Akuffo’s abilities have already been put to the test to create a menu (see panel) that fits with O’Neill’s desire to offer value for money as well as good brasserie food: “Nana has developed a menu that works as a production process with the right balance between dishes that are expensive and less expensive to produce. There isn’t much cost in the tomato tart [with rocket salad and Parmesan] but if everyone ate Dover sole and steak you’d be ruined, because you can’t make the mark-ups on dishes like those, especially fish.”

Brasserie St Quentin

243 Brompton Road, London SW3 2ED
Tel: 020 7589 8005
Owner: Hugh O’Neill
General manager: Salvatore Ferrone
Head chef: Nana Yaw Nitri-Akuffo
Staff: 10 front of house; seven in the kitchen
Seats: 70, plus 25 in the private dining room
Covers: lunch: 50; dinner: 70
Average spend per head, including wine and service: £30

The Nana factor

O’Neill’s Ghanaian head chef, Nana Yaw Nitri-Akuffo, is a key component of the Brasserie St Quentin.

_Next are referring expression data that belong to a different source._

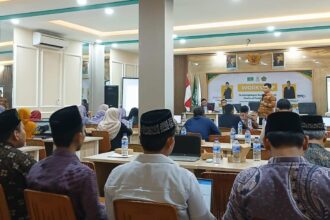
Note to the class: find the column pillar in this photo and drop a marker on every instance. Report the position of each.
(156, 84)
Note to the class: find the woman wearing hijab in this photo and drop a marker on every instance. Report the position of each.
(2, 109)
(99, 116)
(134, 116)
(111, 123)
(35, 116)
(29, 126)
(83, 114)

The pair share close links with Anton Edelmann, of Savoy fame, Edelmann being a friend of O’Neill’s and mentor to Akuffo, who worked under the master chef for eight years, ultimately becoming his number two. Eager for a fresh challenge, he took his culinary and managerial skills to Mayfair nightclub Tramp, where he boosted food turnover from £2,000 to £15,000 in just two years.

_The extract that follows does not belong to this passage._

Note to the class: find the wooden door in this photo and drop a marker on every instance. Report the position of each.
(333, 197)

Now, he is managing a seven-strong brigade that’s serving about 45 lunches and 80 dinners seven days a week. He’s worked with O’Neill to create a brasserie-style menu which, while it has obvious French influences, is “less French than we used to be” according to O’Neill.

Among the most popular starters are the much-praised feuillété d’escargots à la crème d’ail (£6.50); the classic warm salad of leeks with vinaigrette (£4.20); and seasonal dishes such as English asparagus with summer truffles (£7.50).

Main courses are a similar mix of brasserie essentials – sweetbreads, calves’ liver and Dover sole all feature. The slow-roasted spring lamb with its confit and sauce smitane (£13.95) has become a best seller, says Akuffo, and he’s amazed at the number of Dover sole he turns out, despite its £22 price tag. “We take a couple of dishes out every month, but something like the Dover sole or the lamb or the snails just can’t come off now,” he adds.

The wine list has been put together by supplier Lea & Sandeman to offer 35 wines at less than £20 a bottle, 15 under £15, and some for just £3 a glass.